DEFAULT_WORD_TAG_DELIMITER#

DEFAULT_WORD_TAG_DELIMITER = "###"

SequenceTaggingDatasetReader#

@DatasetReader.register("sequence_tagging")
class SequenceTaggingDatasetReader(DatasetReader):
 | def __init__(
 |     self,
 |     word_tag_delimiter: str = DEFAULT_WORD_TAG_DELIMITER,
 |     token_delimiter: str = None,
 |     token_indexers: Dict[str, TokenIndexer] = None,
 |     **kwargs
 | ) -> None

Reads instances from a pretokenised file where each line is in the following format:

WORD###TAG [TAB] WORD###TAG [TAB] ..... \n

and converts it into a Dataset suitable for sequence tagging. You can also specify alternative delimiters in the constructor.

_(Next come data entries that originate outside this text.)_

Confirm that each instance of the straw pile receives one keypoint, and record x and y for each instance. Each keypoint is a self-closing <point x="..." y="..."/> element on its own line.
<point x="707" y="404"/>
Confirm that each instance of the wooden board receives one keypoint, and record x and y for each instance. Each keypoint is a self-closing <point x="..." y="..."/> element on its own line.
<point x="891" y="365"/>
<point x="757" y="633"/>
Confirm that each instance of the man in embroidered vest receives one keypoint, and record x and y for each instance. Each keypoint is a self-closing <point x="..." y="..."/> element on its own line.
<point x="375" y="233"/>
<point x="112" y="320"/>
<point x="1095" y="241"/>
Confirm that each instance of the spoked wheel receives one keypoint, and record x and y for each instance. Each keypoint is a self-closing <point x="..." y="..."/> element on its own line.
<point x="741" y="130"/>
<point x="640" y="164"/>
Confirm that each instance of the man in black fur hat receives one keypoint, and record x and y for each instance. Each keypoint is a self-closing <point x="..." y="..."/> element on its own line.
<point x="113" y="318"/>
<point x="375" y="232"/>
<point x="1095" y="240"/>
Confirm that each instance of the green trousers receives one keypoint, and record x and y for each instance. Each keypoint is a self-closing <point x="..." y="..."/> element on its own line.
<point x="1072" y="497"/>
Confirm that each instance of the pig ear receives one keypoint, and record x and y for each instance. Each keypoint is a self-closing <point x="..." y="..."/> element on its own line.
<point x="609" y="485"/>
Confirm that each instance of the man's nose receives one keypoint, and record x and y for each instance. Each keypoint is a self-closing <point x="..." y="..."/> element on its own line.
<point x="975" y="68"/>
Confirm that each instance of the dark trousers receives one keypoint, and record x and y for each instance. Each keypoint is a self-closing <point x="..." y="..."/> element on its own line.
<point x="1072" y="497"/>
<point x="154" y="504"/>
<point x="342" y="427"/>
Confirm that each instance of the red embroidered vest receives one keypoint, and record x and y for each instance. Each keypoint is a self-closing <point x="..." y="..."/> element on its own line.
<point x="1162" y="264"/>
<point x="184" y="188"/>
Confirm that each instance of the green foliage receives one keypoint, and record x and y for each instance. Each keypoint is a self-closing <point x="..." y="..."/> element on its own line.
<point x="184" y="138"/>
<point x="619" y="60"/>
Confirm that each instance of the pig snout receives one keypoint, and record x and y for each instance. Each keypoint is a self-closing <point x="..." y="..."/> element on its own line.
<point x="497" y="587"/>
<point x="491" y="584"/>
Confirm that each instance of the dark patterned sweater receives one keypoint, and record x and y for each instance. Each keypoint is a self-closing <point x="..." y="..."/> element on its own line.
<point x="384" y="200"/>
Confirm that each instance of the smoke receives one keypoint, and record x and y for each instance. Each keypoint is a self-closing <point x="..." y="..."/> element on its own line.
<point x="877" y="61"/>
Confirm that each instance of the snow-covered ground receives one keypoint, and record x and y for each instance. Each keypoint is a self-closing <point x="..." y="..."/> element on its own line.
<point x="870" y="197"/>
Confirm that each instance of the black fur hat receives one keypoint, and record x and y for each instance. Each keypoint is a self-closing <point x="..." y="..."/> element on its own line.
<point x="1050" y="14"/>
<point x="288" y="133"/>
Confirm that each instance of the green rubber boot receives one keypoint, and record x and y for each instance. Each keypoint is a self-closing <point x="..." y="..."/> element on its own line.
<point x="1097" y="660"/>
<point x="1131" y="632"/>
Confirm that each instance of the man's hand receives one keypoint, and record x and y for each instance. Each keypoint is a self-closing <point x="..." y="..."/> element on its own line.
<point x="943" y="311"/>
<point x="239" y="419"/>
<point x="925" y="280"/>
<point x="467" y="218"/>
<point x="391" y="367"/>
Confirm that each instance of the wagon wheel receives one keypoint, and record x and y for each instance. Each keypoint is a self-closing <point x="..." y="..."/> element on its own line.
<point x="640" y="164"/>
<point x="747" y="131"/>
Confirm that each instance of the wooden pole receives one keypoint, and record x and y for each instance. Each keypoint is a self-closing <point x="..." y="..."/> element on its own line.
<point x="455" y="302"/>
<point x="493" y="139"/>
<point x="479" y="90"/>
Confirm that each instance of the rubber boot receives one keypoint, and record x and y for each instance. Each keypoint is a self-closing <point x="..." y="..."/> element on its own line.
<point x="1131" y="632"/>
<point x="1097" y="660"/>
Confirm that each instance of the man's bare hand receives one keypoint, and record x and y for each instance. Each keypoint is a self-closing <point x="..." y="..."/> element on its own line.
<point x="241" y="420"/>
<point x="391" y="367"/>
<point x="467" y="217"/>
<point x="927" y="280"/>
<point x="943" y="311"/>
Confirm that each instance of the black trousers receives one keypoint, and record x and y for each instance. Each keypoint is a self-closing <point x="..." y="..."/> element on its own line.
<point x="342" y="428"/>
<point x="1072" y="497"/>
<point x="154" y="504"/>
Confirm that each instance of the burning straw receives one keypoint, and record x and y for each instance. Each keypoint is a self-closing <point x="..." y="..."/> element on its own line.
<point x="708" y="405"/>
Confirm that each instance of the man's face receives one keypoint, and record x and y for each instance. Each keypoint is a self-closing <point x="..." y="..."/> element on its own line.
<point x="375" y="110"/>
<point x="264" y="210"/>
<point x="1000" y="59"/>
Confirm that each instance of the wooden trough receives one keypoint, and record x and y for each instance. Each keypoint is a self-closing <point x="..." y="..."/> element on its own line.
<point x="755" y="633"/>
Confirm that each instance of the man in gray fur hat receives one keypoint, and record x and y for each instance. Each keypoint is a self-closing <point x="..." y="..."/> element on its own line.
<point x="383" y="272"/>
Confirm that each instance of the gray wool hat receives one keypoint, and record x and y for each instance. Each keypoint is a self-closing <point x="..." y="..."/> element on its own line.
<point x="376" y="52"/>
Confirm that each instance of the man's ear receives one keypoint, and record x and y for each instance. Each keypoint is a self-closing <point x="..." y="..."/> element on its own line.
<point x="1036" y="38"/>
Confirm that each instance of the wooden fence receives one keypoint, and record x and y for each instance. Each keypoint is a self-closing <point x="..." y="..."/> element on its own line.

Registered as a DatasetReader with name "sequence_tagging".

Parameters

  • word_tag_delimiter : str, optional (default = "###")
    The text that separates each WORD from its TAG.
  • token_delimiter : str, optional (default = None)
    The text that separates each WORD-TAG pair from the next pair. If None then the line will just be split on whitespace.
  • token_indexers : Dict[str, TokenIndexer], optional (default = {"tokens": SingleIdTokenIndexer()})
    We use this to define the input representation for the text. See TokenIndexer. Note that the output tags will always correspond to single token IDs based on how they are pre-tokenised in the data file.

text_to_instance#

class SequenceTaggingDatasetReader(DatasetReader):
 | ...
 | def text_to_instance(
 |     self,
 |     tokens: List[Token],
 |     tags: List[str] = None
 | ) -> Instance

We take pre-tokenized input here, because we don't have a tokenizer in this class.